By Irene Glasser and Eric Hirsch

The History of Homelessness

Throughout American history, one finds periods when homelessness has been a serious problem.  Kenneth Kusmer’s Down and Out, on the Road traces the history of homelessness back to the seventeenth century.  He documents how homelessness increased in response to wars and economic downturns.  Kusmer focuses particular attention on “tramping,” which became a common response to homelessness resulting from job losses in the depressions of the nineteenth and twentieth centuries—particularly in the 1870s, 1890s, and 1930s.  He describes how the attitude of English Puritans toward the homeless was that they were responsible for their situation if they were able-bodied.  Vagrancy and its corollary homelessness were considered crimes to be punished.  This is an attitude that persists to this day, preventing effective solutions to homelessness from gaining public support.

Todd Depastino covers some of the same ground in Citizen Hobo: How a Century of Homelessness Shaped America.  Beginning in the post-Civil War years, the author focuses on the history of the hobo and the culture of homeless tramps, which he calls hobohemia.  He argues that hobos had a tremendous impact on larger cultural changes involving race, class, and gender, changes that resulted in the creation of the more universal, federally funded systems of financial assistance, such as Social Security, instead of relying only on private charity.
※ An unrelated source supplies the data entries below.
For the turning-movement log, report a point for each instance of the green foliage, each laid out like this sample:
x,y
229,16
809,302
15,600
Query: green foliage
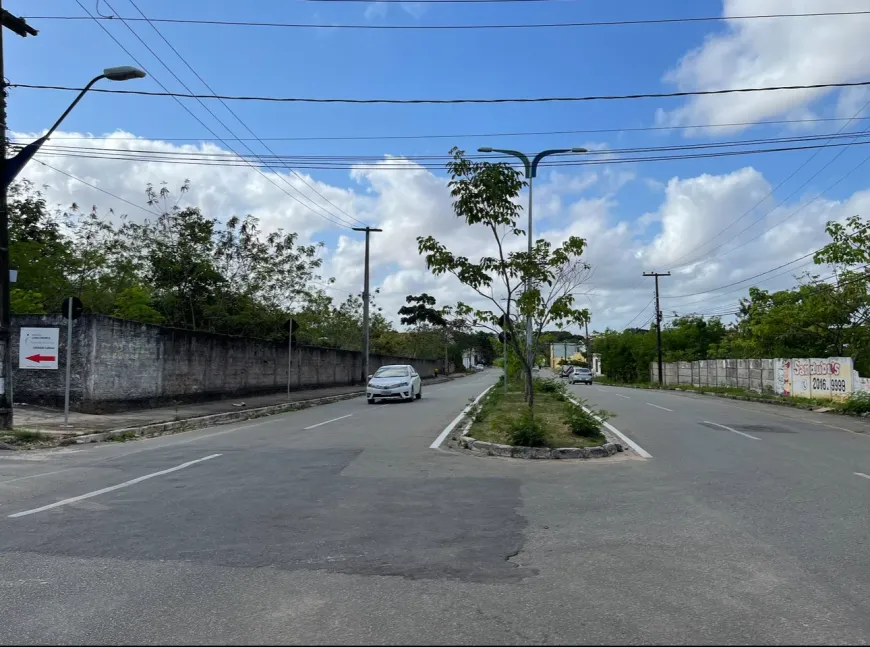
x,y
583,423
485,195
525,431
857,403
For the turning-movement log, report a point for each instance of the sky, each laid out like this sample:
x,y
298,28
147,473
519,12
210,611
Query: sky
x,y
712,222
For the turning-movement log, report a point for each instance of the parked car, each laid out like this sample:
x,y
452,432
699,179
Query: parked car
x,y
394,382
581,375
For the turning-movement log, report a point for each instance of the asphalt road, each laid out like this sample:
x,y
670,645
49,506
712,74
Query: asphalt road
x,y
338,524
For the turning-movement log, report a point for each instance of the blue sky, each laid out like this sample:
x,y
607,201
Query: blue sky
x,y
442,64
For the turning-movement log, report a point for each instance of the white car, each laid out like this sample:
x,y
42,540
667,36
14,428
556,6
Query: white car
x,y
394,382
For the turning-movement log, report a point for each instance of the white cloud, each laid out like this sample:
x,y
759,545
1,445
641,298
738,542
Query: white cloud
x,y
411,203
757,53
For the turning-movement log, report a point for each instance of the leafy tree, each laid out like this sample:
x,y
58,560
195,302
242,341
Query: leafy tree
x,y
485,195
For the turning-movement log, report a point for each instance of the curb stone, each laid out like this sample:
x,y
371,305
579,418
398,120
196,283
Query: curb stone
x,y
200,422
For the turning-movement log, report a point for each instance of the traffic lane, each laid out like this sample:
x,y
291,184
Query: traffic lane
x,y
834,446
31,484
786,492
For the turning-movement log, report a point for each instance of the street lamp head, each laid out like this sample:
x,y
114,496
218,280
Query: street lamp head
x,y
123,73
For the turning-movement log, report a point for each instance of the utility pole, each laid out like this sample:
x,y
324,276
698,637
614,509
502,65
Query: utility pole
x,y
589,358
20,27
366,373
658,322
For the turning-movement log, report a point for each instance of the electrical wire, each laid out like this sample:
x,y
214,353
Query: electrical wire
x,y
563,99
551,25
192,114
112,154
239,119
504,134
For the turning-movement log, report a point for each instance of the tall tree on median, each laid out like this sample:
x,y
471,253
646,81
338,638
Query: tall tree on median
x,y
484,195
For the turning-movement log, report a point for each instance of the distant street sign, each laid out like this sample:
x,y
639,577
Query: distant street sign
x,y
38,348
77,307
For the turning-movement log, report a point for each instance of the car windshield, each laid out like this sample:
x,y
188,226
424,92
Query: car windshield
x,y
392,371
In her riveting Homeless: Poverty and Place in Urban America, Ella Howard focuses on New York City’s Bowery, tracing its history from the early twentieth century to the present.  Howard brings to life the homeless men (and some women) who sought refuge in the Bowery and the shifting social policies toward the homeless living there and in similar skid rows throughout the country.  She traces the many policy battles regarding what to do with the Bowery, including plans to raze it completely in the hope the homeless would disappear, as if the place itself inspired homelessness.  Particularly appealing in this book are the pictures—from the iconic and haunting photos of Bowery transient hotels, missions, and inexpensive restaurants to photos of 1970s music group the Ramones, who lived and worked in the Bowery as the area was leaving behind its skid row legacy and gentrification took over.